Zaśmiałam się. Byłam tego dnia, tak zmęczona, że mogłabym dzisiaj nawet zasnąć w wannie.
-Wiesz. Chyba już pójdę. Jestem okropnie zmęczona.
-Zostań jeszcze. Proszę.
Trzymał mnie za brzuch. Jedną ręką masował moje ramię. Zamknęłam oczy i znów próbowałam się zrelaksować. Niestety byłam tak zmęczona, że zasnęłam.
-Belciu! Halo! Żyjesz?
Popatrzył na moją twarz, a kiedy zobaczył, że śpie, zaśmiał się i pocałował mnie w czoło. Czułam, jak mnie wyjmuje z wody i okrywa ręcznikiem. Wziął mnie na ręcę i zaniusł do jednej z większych komnat. Położył mnie w łóżku, pocałował na dobranoc i położył się obok mnie, obejmując przy tym w pasie.
Kiedy tylko poczułam wyspanie, otworzyłam oczy. Usiadłam na łóżku i rozejrzałam się. Obok mnie spał Loki. Ja żeby go nie budzić, szybko wstałam i ubrałam się, pstrykając palcami. Miecz też miałam przy sobie.
Poszłam do głównej sali, gdzie przebywał Thor. Patrzył w kosmos. Podeszłam do niego i stanęłam obok Boga.
-Kto Ci tak oko urządził?
Spytałam po chwili.
-Siostra. Wkurzyła się i wyjęła mi je. Nie miłe uczucie. Jak tam Loki?
-Dobrze. Właśnie śpi.
-Słyszałem Was wczoraj w wannie.
-Chyba wszyscy słyszeli. Hahaha.
-Na nikomu innemu nie zależy mu tak mocno jak na tobie.

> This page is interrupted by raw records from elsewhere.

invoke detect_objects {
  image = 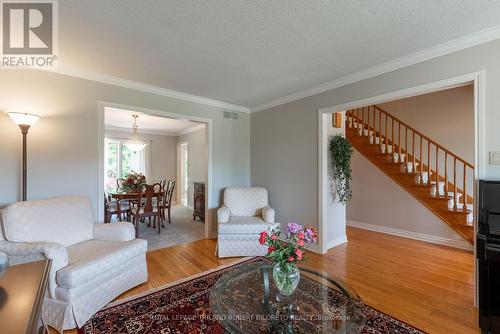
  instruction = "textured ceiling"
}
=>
[59,0,500,107]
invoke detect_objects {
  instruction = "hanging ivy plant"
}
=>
[329,134,354,205]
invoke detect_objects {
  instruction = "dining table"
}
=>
[107,189,164,220]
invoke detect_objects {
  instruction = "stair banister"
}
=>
[375,106,474,169]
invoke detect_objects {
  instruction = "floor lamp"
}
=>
[7,112,40,201]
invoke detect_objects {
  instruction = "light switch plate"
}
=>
[490,151,500,165]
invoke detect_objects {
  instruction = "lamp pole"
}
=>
[7,112,40,201]
[19,124,30,201]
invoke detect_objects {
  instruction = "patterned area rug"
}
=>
[79,258,425,334]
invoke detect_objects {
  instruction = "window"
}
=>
[104,138,148,189]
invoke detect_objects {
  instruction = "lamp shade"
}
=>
[7,112,40,126]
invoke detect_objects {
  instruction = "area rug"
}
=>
[79,258,425,334]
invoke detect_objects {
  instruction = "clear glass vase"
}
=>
[273,263,300,296]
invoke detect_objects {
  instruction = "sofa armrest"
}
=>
[94,223,135,241]
[0,240,68,298]
[217,205,231,223]
[262,206,275,223]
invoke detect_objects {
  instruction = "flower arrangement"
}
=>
[259,223,318,264]
[259,223,318,296]
[122,171,146,192]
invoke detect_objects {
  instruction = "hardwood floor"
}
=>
[51,228,479,334]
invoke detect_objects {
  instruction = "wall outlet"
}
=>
[490,151,500,165]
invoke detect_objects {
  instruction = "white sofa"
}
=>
[0,196,148,331]
[217,187,279,257]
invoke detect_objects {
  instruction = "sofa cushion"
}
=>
[224,187,268,216]
[218,216,279,234]
[56,239,147,288]
[3,196,95,246]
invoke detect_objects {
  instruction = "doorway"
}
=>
[177,143,192,208]
[318,72,486,303]
[98,102,212,250]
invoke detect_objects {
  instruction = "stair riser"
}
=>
[346,112,474,243]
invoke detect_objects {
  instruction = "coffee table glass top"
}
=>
[210,261,365,334]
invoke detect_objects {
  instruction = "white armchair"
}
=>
[217,187,279,257]
[0,196,148,332]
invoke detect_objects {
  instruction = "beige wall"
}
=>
[0,70,250,235]
[347,150,462,240]
[177,129,208,206]
[106,130,177,181]
[347,85,474,240]
[251,40,500,234]
[379,85,474,164]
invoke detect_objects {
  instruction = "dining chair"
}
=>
[160,180,175,225]
[131,183,161,238]
[116,178,125,191]
[104,191,130,223]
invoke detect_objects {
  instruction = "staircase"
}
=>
[346,105,474,244]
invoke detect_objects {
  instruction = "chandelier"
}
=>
[125,115,146,153]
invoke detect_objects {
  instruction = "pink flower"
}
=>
[295,248,302,261]
[259,232,267,245]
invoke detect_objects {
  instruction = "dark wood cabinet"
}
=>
[193,182,205,221]
[0,260,52,334]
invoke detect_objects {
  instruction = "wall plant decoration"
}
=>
[329,134,354,205]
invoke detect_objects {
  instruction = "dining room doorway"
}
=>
[177,142,189,207]
[100,105,211,250]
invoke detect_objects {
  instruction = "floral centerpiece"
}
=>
[122,171,146,192]
[259,223,318,296]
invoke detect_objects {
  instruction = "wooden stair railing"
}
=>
[346,105,474,242]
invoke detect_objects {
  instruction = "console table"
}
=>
[0,260,52,334]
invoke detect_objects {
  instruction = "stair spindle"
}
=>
[378,110,382,144]
[391,116,394,153]
[444,151,448,198]
[356,108,359,134]
[398,122,401,162]
[462,161,467,212]
[436,145,439,196]
[403,126,408,166]
[419,135,424,183]
[427,139,431,183]
[411,131,417,173]
[372,106,377,137]
[453,157,457,211]
[367,106,370,138]
[385,113,389,153]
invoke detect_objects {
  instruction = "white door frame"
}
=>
[318,71,486,305]
[97,101,213,239]
[176,141,189,207]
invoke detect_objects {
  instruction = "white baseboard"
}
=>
[306,244,323,254]
[347,220,474,251]
[326,234,347,251]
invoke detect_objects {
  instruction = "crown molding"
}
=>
[41,65,250,113]
[251,25,500,113]
[177,124,205,136]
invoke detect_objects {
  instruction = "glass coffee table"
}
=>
[210,261,365,334]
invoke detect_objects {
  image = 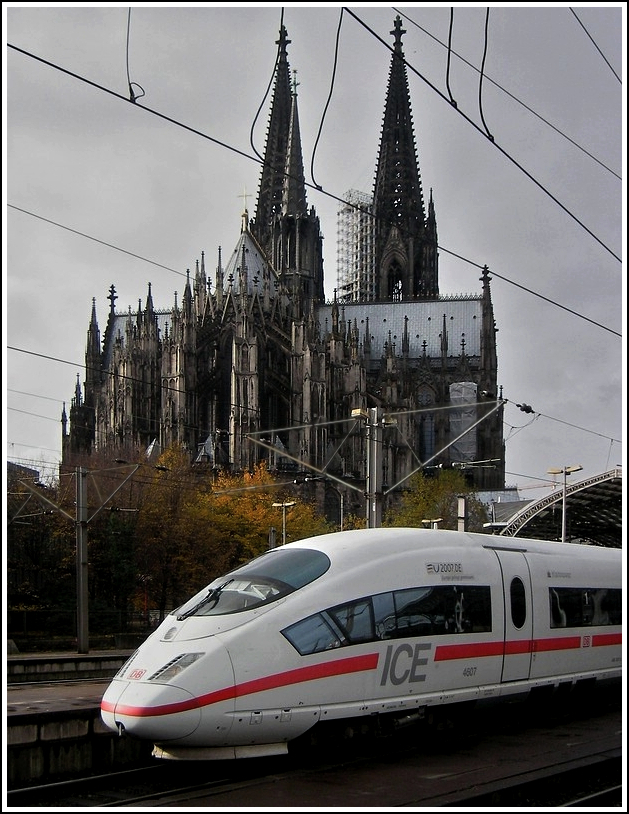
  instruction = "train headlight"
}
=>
[148,653,204,682]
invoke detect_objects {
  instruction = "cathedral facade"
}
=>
[62,17,504,524]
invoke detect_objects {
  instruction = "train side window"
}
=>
[371,591,397,639]
[548,587,622,628]
[509,577,526,630]
[328,599,374,644]
[282,613,342,656]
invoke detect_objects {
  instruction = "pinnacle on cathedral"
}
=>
[373,16,439,300]
[62,16,504,506]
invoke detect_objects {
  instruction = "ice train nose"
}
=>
[101,679,201,741]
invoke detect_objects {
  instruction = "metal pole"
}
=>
[367,407,382,529]
[457,495,467,531]
[76,466,89,653]
[337,489,343,531]
[561,466,568,543]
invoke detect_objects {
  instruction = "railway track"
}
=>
[7,700,623,809]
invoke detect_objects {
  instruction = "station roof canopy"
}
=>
[491,468,623,548]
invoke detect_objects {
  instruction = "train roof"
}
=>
[283,528,621,561]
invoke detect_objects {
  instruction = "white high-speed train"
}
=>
[101,528,622,759]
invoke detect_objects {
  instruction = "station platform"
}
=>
[6,649,134,685]
[5,650,152,789]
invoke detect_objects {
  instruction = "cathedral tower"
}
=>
[373,16,439,302]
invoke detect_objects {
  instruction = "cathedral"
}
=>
[62,16,504,524]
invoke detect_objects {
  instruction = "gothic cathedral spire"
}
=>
[374,16,439,302]
[249,26,324,314]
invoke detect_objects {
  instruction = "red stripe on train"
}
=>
[435,633,622,661]
[101,653,378,718]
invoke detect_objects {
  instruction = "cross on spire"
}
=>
[389,14,406,51]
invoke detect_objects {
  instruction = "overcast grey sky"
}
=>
[3,3,626,498]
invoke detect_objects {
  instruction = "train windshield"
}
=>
[173,548,330,621]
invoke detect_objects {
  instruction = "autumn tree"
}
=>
[136,456,331,618]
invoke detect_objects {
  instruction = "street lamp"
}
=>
[547,464,583,543]
[293,475,345,531]
[273,500,297,545]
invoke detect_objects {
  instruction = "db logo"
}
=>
[129,670,146,681]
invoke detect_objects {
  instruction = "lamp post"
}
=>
[547,464,583,543]
[273,500,297,545]
[293,475,345,531]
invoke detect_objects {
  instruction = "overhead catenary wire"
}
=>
[393,7,622,181]
[570,8,622,85]
[338,7,622,263]
[7,17,620,484]
[7,35,622,262]
[478,8,494,141]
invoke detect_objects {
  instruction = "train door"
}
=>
[496,550,533,681]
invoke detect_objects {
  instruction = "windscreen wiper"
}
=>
[177,579,234,622]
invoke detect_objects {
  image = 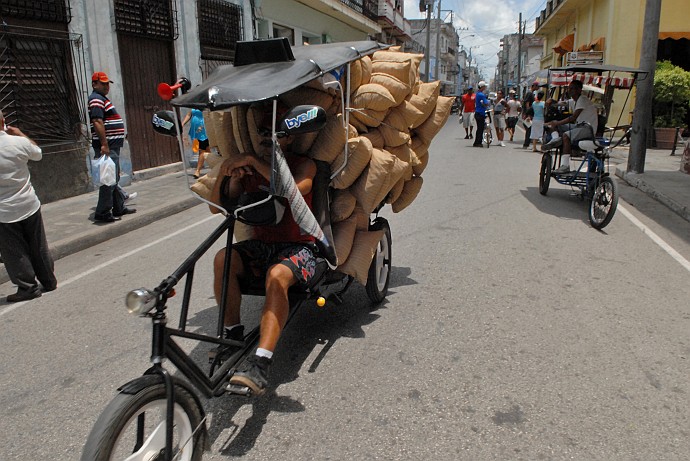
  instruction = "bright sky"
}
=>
[405,0,546,79]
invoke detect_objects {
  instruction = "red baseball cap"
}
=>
[91,72,113,83]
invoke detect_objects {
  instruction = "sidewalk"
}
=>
[0,148,690,283]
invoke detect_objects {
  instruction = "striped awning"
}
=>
[551,72,635,88]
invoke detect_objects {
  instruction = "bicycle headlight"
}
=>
[125,288,156,315]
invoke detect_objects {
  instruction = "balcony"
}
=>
[364,0,412,41]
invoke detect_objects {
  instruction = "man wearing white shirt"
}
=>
[546,80,599,173]
[0,111,57,302]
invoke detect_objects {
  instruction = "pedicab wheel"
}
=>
[366,218,391,304]
[589,176,618,229]
[482,131,493,149]
[539,152,551,195]
[81,384,204,461]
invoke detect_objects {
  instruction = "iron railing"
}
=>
[0,25,88,146]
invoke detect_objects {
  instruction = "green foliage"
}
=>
[653,61,690,128]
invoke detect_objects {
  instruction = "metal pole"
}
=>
[517,13,523,100]
[434,0,441,80]
[627,0,661,173]
[424,3,431,83]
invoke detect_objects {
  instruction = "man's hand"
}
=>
[220,155,258,179]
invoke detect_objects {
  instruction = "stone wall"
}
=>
[29,143,93,203]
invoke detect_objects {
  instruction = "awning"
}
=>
[577,37,606,51]
[659,32,690,40]
[553,33,575,55]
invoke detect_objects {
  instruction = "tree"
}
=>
[652,61,690,128]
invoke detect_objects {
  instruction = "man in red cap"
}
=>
[89,72,136,223]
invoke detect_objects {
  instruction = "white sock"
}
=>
[256,347,273,359]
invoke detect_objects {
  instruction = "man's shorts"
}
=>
[232,240,316,287]
[565,126,594,147]
[494,114,506,130]
[462,112,474,128]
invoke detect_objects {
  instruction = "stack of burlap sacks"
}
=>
[192,46,454,285]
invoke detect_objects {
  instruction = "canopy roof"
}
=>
[172,41,390,110]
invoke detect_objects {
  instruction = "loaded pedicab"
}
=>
[539,64,644,229]
[82,39,454,461]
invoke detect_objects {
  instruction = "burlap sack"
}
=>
[338,230,384,285]
[331,136,374,189]
[351,149,399,213]
[409,80,441,128]
[410,135,429,159]
[310,115,348,163]
[350,109,390,128]
[386,178,405,204]
[386,142,420,166]
[392,176,424,213]
[230,105,254,154]
[351,203,371,231]
[330,189,357,224]
[415,96,455,144]
[350,83,397,111]
[362,128,384,149]
[370,72,412,106]
[412,152,429,176]
[333,216,357,261]
[378,114,410,147]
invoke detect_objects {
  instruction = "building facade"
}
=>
[0,0,410,203]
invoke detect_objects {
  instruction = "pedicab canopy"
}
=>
[172,39,389,110]
[180,41,455,284]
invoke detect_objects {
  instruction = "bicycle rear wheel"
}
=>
[589,176,618,229]
[81,384,205,461]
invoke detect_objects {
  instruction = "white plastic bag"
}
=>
[91,155,117,186]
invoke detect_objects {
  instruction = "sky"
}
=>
[405,0,546,79]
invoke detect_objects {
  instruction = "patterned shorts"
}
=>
[232,240,316,286]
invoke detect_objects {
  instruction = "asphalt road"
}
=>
[0,123,690,460]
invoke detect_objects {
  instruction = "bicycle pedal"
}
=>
[225,384,252,397]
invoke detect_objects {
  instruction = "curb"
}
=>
[0,195,201,284]
[616,167,690,222]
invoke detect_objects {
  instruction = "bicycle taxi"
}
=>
[81,39,414,461]
[539,64,645,229]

-Wiem. Nie przeżyłabym, gdyby naprawdę zginął. Nie wiem co bym zrobiła.
-Ja też.
Poszłam posprzątać w łazience, po wczorajszym. Po jakiś 12 minutach poczułam turbulencje statku. Kiedy wyszłam z pomieszczenia, zobaczyłam przez szybę, jeszcze większy statek od naszego. Loki stał obok brata i się przyglądał wielkiej maszynie. Tak samo jak blondyn.